Consolidating their mixed-farming enterprise towards winter and summer cropping, the Fensom family at Karalee, Hillston, is concentrating irrigation efforts on cotton as the dollar return currently is most lucrative.
But like all cotton growers, the size of plantings depends on water availability.
Each season Dave Fensom and his family aim to grow between 300 to 400 hectares of cotton, however, this year there has only been 126ha planted.
Thanks to two bores on their 1000ha irrigation acreage the Fensoms can near guarantee at least a 100ha crop no matter what the season.
Mr Fensom runs a 2800ha operation with his wife, Courtenay and sons Jack and Sam, and daughter Sarah.
As they introduced cotton some years ago, time management forced them to turn their Karalee stud Angus herd into a commercial operation now of 100 breeders,
“We are doing about 800ha of dryland farming as well in a wheat and barley rotation with legumes, including canola if the season’s right,” Mr Fensom said.
Irrigation rotation is a little different.
“It tends to be cotton based, so the rotations tend to go cotton, wheat,” he said, “but as it stands at the moment, and depending on water availability, we’d do cotton, wheat, cotton, wheat.
“To stay on top of diseases, we are now looking at a three year rotation which would include a fallow.”
After annual soil tests the cotton year begins in August with field preparation with some deep ripping and plenty of nitrogen.
“Cow manure is first applied at two tonnes/ha before we hill-up and roll beds for planting at one metre spacings,” Mr Fensom said.
This year 746 Bollgard 3 variety was planted aiming at between 12 to 14 plants per linear metre.

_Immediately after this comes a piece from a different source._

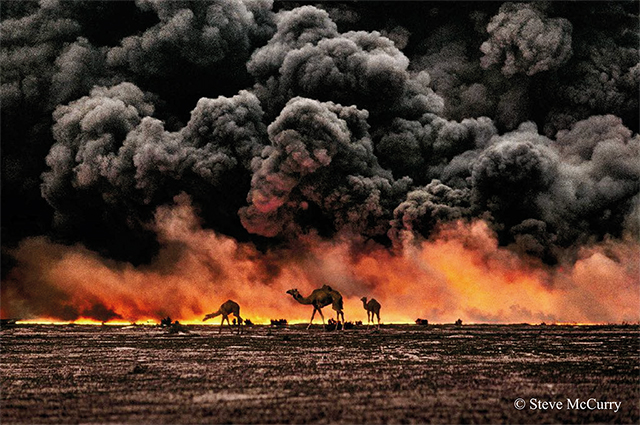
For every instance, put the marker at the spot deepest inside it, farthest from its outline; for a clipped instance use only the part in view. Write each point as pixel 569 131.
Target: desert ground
pixel 400 374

“We had one of the best strikes this year of up to 15 plants per metre,” he said.
The first watering immediately followed planting on October 5 followed by a Roundup weed spray between 30 to 40 days later.
Agronomy is serviced by Elle Storrier of McPherson Agronomy Services, Hillston.
Mr Fensom said he puts a “fair chunk” of nitrogen into the crop.
“Probably about 300kg to 400kg per hectare and top-up to 600kg/ha of urea through the season.
“We try and get it all on early and before Christmas.”
Price return has been good so the family forward sells close to 70 per cent of their cotton.
“When we see a pricing opportunity, we take it, but don’t play with futures or hedging,” Mr Fensom said.